Two aspects of the Taliban posture are still unclear. What is the real political and military leadership? They are evidently not the same thing. We have press conferences galore, the return of the negotiators from Doha, reports of a ‘new form of government being formed.’ A lot of this is bluff. The news conferences and press releases are an information Potemkin village – all façade and no substance.
The main posture of the guerrillas, if their propaganda pictures are anything to go by, is toting big guns on trucks, shouting at refugees and reporters, and torture . Whether they can operate as a modern army is an open question.

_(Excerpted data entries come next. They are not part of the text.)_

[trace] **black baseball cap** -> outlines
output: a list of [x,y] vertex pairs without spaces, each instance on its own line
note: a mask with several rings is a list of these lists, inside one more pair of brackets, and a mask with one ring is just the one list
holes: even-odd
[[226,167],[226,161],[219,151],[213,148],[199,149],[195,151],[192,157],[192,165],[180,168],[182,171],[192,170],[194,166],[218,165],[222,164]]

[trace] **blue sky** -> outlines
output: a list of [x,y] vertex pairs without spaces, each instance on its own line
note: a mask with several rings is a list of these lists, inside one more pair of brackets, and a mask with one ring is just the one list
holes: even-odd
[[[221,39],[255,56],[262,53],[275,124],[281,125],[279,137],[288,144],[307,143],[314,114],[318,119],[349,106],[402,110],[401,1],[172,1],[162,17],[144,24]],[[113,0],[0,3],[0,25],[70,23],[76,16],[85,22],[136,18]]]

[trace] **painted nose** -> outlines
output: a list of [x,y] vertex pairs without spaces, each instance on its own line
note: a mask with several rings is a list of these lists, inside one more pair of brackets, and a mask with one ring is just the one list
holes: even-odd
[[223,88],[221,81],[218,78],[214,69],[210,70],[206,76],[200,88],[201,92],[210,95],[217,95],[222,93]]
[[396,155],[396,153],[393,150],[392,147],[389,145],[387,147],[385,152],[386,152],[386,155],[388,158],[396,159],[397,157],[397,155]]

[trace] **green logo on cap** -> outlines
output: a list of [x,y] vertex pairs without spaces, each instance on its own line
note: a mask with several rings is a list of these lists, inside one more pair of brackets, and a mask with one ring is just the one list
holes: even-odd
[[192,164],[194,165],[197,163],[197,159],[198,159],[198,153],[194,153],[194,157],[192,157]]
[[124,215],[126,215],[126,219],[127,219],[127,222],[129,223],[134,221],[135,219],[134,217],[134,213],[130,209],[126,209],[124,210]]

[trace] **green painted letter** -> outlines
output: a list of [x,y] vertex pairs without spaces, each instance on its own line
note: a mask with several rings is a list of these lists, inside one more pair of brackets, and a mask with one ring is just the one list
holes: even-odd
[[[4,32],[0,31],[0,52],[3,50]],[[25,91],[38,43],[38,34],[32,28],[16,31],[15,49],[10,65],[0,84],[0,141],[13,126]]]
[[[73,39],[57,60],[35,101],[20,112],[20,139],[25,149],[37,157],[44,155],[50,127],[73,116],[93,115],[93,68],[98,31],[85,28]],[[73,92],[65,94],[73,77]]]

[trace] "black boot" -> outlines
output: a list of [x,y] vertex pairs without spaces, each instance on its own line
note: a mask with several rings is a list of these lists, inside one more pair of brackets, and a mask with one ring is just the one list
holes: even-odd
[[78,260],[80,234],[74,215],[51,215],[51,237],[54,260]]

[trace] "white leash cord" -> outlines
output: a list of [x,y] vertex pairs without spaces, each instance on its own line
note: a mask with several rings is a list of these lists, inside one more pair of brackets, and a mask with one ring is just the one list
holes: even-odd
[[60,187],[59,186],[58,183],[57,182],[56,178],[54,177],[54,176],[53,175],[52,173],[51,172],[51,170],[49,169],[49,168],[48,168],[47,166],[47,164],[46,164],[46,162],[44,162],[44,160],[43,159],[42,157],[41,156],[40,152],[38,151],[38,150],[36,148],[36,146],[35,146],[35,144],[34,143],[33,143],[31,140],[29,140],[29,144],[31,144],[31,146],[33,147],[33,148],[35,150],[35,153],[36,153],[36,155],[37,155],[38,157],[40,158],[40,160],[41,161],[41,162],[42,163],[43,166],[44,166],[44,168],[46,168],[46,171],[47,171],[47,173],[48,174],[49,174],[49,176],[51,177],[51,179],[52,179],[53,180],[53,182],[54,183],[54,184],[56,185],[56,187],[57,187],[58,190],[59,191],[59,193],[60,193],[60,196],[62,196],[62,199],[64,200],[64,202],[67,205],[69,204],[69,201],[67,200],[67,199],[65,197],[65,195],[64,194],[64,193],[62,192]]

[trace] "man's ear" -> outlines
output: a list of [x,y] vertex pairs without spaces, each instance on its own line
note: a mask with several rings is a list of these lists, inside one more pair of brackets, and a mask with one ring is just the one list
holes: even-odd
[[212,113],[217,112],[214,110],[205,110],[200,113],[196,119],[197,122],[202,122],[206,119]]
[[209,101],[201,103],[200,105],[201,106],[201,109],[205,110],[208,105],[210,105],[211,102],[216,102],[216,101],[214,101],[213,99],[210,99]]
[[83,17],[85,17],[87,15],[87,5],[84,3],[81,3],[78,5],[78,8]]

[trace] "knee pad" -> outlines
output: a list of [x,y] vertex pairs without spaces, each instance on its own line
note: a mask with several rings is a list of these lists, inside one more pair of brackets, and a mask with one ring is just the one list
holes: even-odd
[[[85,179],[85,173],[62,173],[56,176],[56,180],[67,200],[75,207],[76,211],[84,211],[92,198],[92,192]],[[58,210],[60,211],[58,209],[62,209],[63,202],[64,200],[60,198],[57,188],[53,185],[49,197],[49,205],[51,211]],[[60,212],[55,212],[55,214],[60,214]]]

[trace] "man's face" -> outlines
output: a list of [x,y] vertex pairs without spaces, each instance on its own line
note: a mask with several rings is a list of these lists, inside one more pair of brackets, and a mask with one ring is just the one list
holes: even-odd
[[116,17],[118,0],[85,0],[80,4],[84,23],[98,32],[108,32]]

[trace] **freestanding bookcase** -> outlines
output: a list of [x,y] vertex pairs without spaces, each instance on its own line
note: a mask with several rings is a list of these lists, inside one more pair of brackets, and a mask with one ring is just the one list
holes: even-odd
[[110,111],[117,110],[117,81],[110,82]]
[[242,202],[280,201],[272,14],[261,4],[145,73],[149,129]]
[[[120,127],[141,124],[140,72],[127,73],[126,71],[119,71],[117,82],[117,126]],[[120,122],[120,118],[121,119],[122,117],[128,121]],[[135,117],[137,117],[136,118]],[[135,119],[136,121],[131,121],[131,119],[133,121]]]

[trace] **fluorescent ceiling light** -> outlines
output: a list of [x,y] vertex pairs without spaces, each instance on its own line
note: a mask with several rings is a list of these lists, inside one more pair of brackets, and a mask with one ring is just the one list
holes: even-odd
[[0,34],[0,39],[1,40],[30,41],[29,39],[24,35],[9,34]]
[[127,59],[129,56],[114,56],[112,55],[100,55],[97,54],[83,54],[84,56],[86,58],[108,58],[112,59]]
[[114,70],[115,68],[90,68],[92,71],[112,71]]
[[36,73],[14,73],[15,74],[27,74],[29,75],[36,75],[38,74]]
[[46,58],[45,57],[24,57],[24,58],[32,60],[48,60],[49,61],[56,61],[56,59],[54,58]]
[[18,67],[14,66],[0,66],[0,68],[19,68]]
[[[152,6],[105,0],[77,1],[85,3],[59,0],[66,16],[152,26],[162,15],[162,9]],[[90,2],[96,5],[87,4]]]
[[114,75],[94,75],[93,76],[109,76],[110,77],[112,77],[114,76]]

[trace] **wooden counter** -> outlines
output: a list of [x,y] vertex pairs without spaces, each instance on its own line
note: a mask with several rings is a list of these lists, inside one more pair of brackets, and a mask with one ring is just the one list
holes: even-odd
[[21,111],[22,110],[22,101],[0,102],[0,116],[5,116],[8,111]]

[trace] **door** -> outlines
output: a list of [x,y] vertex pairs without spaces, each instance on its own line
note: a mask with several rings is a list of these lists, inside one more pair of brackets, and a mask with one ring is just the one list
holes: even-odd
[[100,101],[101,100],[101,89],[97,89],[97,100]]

The Russians have reported that the Taliban have seized roughly100 combat and transport helicopters from the Afghan national forces – yet they have not a single trained pilot, let alone one maintenance crew.

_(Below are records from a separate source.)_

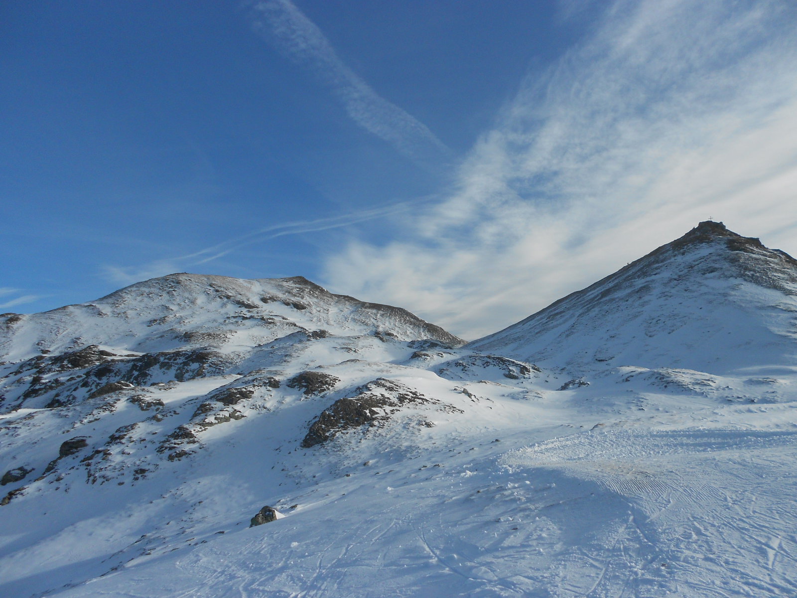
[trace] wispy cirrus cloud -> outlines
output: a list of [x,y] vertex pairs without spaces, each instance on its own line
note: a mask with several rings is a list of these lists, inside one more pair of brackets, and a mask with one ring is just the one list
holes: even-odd
[[374,91],[290,0],[261,0],[253,9],[255,30],[328,87],[358,125],[422,167],[447,158],[448,148],[429,128]]
[[345,228],[369,220],[395,217],[423,201],[426,200],[397,202],[379,208],[337,216],[281,222],[253,230],[185,255],[175,255],[135,266],[106,265],[102,270],[109,281],[116,284],[130,285],[147,278],[201,266],[247,246],[264,243],[279,237]]
[[784,1],[607,3],[589,35],[529,75],[456,191],[406,217],[402,238],[331,255],[327,284],[473,338],[709,217],[794,251],[795,13]]
[[[0,288],[0,297],[4,297],[6,295],[13,295],[22,291],[19,289],[10,289],[8,287]],[[10,299],[7,301],[3,301],[0,303],[0,310],[7,309],[10,307],[14,307],[16,305],[24,305],[26,303],[33,303],[39,299],[41,299],[43,295],[20,295],[14,299]]]

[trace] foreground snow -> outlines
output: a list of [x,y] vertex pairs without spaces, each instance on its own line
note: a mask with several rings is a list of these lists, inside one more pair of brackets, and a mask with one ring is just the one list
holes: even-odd
[[[320,399],[303,400],[269,414],[275,421],[265,429],[265,418],[231,423],[190,463],[164,466],[132,488],[129,479],[121,486],[76,480],[66,495],[48,490],[10,503],[0,591],[797,592],[791,393],[752,403],[629,390],[609,378],[568,391],[548,390],[552,380],[524,389],[471,383],[474,399],[454,390],[461,383],[418,373],[391,379],[464,413],[410,410],[378,431],[305,450],[299,440]],[[249,529],[264,504],[285,517]]]
[[703,222],[465,347],[302,278],[3,314],[0,596],[797,596],[795,297]]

The British government is telling fugitives from the Taliban to head for the borders – where they might be processed as refugees or asylum seekers. The complexity of the refugee flow in a broken country was spelled out today by David Miliband of the International Rescue Committee. It is not clear how many border crossings will be open – and a lot of faith is being placed on the authorities, Afghan as well as Pakistan, for instance, at the Spin Boldak crossing to Pakistan Baluchistan. It’s a wing and a prayer proposition in line with Boris Johnson’s plea at the G7 to get the Taliban to let go of whoever wants to quit Afghan territory.

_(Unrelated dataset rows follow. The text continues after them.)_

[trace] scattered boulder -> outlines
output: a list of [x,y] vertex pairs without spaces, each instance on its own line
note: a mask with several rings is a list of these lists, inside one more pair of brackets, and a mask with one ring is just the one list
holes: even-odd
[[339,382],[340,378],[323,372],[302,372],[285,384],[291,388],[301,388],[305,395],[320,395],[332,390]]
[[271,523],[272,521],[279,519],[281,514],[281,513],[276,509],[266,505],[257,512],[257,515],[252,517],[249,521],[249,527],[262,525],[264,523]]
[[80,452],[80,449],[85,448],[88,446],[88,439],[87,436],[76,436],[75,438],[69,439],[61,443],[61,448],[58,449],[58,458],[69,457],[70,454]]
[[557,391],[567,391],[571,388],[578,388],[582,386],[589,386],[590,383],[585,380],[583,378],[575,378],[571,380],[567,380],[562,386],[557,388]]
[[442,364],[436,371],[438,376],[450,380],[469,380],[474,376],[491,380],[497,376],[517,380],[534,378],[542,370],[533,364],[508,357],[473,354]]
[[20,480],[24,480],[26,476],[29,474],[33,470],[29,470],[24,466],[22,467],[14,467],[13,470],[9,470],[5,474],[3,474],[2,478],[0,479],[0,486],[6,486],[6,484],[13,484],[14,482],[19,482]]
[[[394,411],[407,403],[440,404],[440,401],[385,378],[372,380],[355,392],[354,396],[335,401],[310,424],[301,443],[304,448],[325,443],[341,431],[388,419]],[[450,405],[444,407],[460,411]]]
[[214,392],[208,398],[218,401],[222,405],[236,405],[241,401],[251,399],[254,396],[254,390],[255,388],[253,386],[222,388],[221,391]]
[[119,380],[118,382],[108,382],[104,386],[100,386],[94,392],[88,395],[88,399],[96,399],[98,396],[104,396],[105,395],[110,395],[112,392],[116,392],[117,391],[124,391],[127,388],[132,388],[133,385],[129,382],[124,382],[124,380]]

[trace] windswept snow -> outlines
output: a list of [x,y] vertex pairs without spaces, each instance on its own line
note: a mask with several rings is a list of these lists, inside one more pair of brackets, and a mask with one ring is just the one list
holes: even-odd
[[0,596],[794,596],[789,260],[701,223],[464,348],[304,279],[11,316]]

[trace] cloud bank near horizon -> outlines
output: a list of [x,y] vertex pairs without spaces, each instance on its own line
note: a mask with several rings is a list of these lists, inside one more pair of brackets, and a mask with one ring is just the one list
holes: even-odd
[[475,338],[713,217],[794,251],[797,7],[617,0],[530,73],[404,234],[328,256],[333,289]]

This past fortnight it has been dawning that we are already in another major refugee upheaval, not to say potential or actual disaster. Iran and Pakistan are coping with around four to five million Afghans, some long-term fugitives from earlier phases of almost fifty years of episodic civil conflict. Turkey, understandably, has warned it cannot absorb hundreds of thousands, possibly a million, new Afghan refugees.
Apart from a few bold initiatives by the likes of Afghan Aid, and Rory Stewart’s Turquoise Mountain, very little money, brainpower and muscle have been put into addressing the new crisis.
The failure implicit in this denouement is stark for Boris Johnson and his government. The reason Britain has to get out of Kabul this weekend on the coat-tails of the Americans is that we don’t have the forces to cope on our own – even with allies like Germany and France – to manage in Kabul for a few days more.
Our forces are in a woeful state. The whole defence and security apparatus under-resourced and hollowed out, underlined by this week’s news about defence funding. Forget about the boasting earlier this year of £24 billion extra funding for our forces – the whole thing is a mirage, actuarily as insubstantial as the resurrection chances for the Phoenix in Arabia. A lot of the announced funding had already been allocated in previous programme announcements. Much of the remaining £16 billion was to fill the infamous ‘black hole’ in defence equipment procurement. The defence budget faces a fate of chronic deficit.
Like Joe Biden, Boris Johnson seems to be straining at the leash to move on from Afghanistan. In any discussion about the place he shows every sign of wishing to be somewhere else. There are other big things to command his attention – like the COP-26 climate conference in Glasgow in November. Reports about the preparations and position papers for that meeting are sounding ominously like yet another case of Boris’s dog eating his homework.